Just as he had spoken there came from Dick a cry that he was away. Tony, who had been down at the side of the gorse, at once jumped into it, knowing the passage through. Lord Rufford, who for the last five or six minutes had sat perfectly still on his horse, started down the hill as though he had been thrown from a catapult. There was a little hand-gate through which it was expedient to pass, and in a minute a score of men were jostling for the way, among whom were the two Botseys, our friend Runciman, and Larry Twentyman, with Kate Masters on the pony close behind him.
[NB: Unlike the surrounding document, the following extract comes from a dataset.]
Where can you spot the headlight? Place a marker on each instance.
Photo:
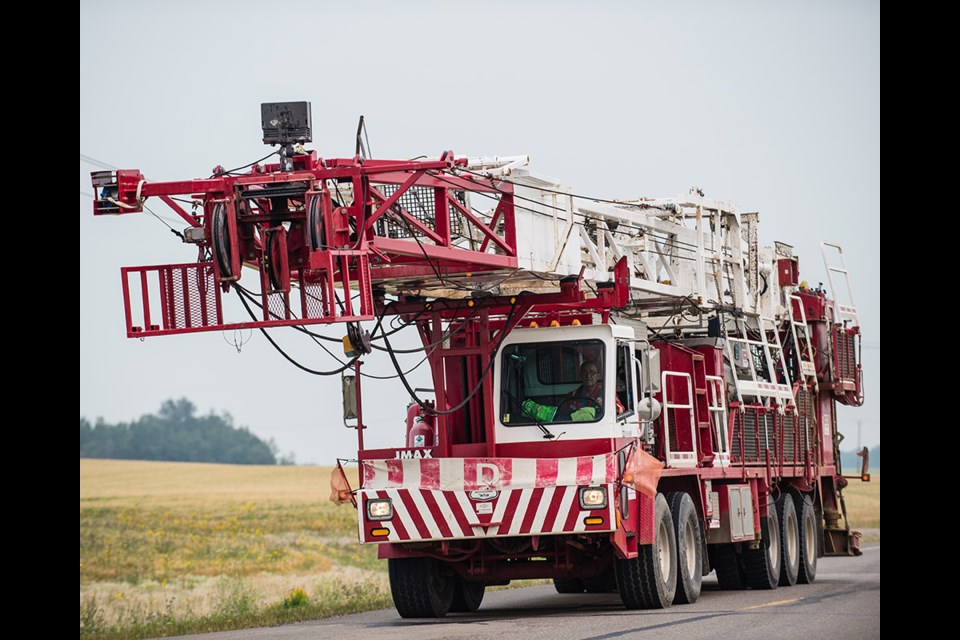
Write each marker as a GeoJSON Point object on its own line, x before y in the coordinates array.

Young Hampton jumped a very nasty fence by the side of the wicket, and Lord Rufford followed him. A score of elderly men, with some young men among them too, turned back into a lane behind them, having watched long enough to see that they were to take the lane to the left, and not the lane to the right. After all there was time enough, for when the men had got through the hand-gate the hounds were hardly free of the covert, and Tony, riding up the side of the hill opposite, was still blowing his horn. But they were off at last, and the bulk of the field got away on good terms with the hounds. "Now they are hunting," said Mr. Morton to the Senator.
"They all seemed to be very angry with each other at that narrow gate."
"They were in a hurry, I suppose."
"Two of them jumped over the hedge. Why didn't they all jump? How long will it be now before they catch him?"
"Very probably they may not catch him at all."